Sure, what they’ve come out with is now an uber-expensive lineup that features Vernon Wells as a $63 million bench player – but it’s a lineup that’s built to win, at least on paper. It didn’t happen for the Halos in 2012, but how can anyone deny a Mike Trout/Hamilton/Pujols heart of the order? Even if the whole thing winds up being an expensive experiment in how to put together a losing lineup of superstars, you can’t say Moreno didn’t want a winning team.
What you could say, though, is that you can’t “buy a championship”. On that, you’re probably right; after all, buying winning teams is the reason why the New York Yankees are so hated outside of New York, right? It’s often brash, unreasonable, and a tactic that leaves teams littered with bad deals; you could argue that it leaves a detrimental imbalance to the league. Most importantly, it hasn’t proven to be particularly successful over the last few years.
Still, that hasn’t stopped the Angels, or their Magic Johnson-led geographic counterparts Los Angeles Dodgers from trying; but what they’re buying isn’t necessarily a championship – it’s a chance to compete for one. We could argue the cost-benefit analysis of the Hamilton signing (I happen to think it’s reasonable), but it seems to be besides the point when it comes to this particular market. In the face of a new-found emphasis on prudence, even for teams like the Yankees, the LA teams are willing to spend – with reckless abandon – because their market can support it.
The landmark television deal that the Dodgers signed with Fox in November suggest so, and while billionaires didn’t get to be billionaires by throwing away their fortunes at pet projects like sports franchises, to the tunes hundreds of millions of dollars at a time, for the two LA teams, there’s a deep well of revenue that can be uncovered by relevance.
And while throwing hundreds of millions of dollars at players won’t necessarily buy you a World Series, it will more than likely buy you competitiveness. More importantly, it’ll certainly buy you relevance – and that in itself is a worthwhile investment.
So, is the Evil Empire now out in the west? Should we all direct our hatred towards the Dodgers and Angels for ruining the marketplace?
I find it difficult to do so, at least in the case of Hamilton. Mostly because what he wanted wasn’t entirely unreasonable – five years, $25 million per for a star outfielder who has been worth 25 WAR over his six-year career isn’t something that’s cringe-worthy. Sure, you’d rather have him for three years; but I mean, I’d rather have him for one plus an option too. Five years isn’t a term that will absolutely handcuff a team, and much less a team like the Angels.
It isn’t as though they went ahead and paid him for ten years, or even the admittedly unreasonable seven that Hamilton wanted. The Angels got better today, and even if they got three good (4+ WAR) seasons out of the deal, there’s a pretty good argument that it would have been worthwhile.
The Rangers, on the other hand, now have to move towards a plan B yet again. That said, they’re an incredibly talented group there, and it’s not like you could count them out.

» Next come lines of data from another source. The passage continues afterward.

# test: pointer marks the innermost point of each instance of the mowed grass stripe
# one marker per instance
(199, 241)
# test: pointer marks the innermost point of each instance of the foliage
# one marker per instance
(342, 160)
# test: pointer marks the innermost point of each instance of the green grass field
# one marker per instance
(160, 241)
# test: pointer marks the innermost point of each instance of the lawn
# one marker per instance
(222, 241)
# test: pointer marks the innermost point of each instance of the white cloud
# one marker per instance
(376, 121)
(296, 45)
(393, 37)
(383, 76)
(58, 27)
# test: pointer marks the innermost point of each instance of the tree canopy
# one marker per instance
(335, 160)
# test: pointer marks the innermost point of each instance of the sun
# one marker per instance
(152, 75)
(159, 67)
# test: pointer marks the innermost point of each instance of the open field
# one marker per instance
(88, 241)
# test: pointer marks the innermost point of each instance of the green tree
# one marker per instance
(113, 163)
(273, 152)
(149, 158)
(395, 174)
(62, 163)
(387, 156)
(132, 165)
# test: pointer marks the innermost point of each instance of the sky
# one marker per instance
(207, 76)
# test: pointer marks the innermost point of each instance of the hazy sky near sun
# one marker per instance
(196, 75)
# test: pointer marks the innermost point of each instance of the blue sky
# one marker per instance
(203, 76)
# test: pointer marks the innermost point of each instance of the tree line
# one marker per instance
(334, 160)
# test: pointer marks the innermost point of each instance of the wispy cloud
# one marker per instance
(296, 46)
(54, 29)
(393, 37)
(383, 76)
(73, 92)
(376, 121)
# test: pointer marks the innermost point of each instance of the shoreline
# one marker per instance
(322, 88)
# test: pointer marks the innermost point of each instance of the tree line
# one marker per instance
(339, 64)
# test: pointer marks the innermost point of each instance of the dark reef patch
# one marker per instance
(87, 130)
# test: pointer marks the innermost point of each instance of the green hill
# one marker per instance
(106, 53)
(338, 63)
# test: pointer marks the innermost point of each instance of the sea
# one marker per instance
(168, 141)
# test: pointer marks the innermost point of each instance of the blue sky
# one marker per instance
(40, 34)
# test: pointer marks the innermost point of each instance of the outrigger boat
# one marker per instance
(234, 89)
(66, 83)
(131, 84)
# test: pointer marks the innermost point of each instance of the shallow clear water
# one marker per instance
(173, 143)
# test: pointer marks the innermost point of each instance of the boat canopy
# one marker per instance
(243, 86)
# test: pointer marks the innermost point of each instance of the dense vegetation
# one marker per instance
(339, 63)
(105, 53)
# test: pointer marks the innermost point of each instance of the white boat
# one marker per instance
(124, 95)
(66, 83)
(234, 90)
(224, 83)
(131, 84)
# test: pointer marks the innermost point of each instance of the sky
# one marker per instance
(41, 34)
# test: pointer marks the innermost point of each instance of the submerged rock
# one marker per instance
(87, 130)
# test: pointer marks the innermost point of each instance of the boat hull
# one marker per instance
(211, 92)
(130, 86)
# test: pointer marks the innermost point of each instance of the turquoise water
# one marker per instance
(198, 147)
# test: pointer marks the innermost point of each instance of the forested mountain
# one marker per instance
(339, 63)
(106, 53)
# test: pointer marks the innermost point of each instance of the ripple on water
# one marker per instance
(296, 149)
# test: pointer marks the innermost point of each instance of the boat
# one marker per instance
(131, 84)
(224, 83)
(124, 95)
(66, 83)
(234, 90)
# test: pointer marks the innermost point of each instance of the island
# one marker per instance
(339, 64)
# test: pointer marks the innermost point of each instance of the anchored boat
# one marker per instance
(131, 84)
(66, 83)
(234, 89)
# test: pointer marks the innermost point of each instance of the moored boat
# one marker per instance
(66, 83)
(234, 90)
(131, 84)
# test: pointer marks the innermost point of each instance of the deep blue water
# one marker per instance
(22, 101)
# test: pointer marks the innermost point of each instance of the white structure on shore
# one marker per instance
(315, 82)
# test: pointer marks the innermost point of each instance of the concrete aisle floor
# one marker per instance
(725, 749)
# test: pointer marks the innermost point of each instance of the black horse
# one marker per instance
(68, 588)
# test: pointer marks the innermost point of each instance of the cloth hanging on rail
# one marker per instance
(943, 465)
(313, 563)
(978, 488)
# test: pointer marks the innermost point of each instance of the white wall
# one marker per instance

Still, would they have been a better team with Hamilton? I’d think so, and Daniels probably knew it too – it was only the back-and-forth on the cost that got in the way. Like Pujols, Hamilton was the sentimental hometown favourite to re-sign; and like Pujols, he’ll now don an Angels jersey, thanks to Moreno and Dipoto interrupting and expediting the process.
Would the Rangers have matched on five years? Does it really matter at this point? Hamilton clearly felt he was being undervalued by the Rangers, and that another team was willing to give him the halfway point between what he wanted and what would’ve been team-optimal, without a drawn-out process, was enough – no leveraging, no additional process, no phone call to Daniels to let him match.
Hamilton just shook the dust of his feet, and he moved on.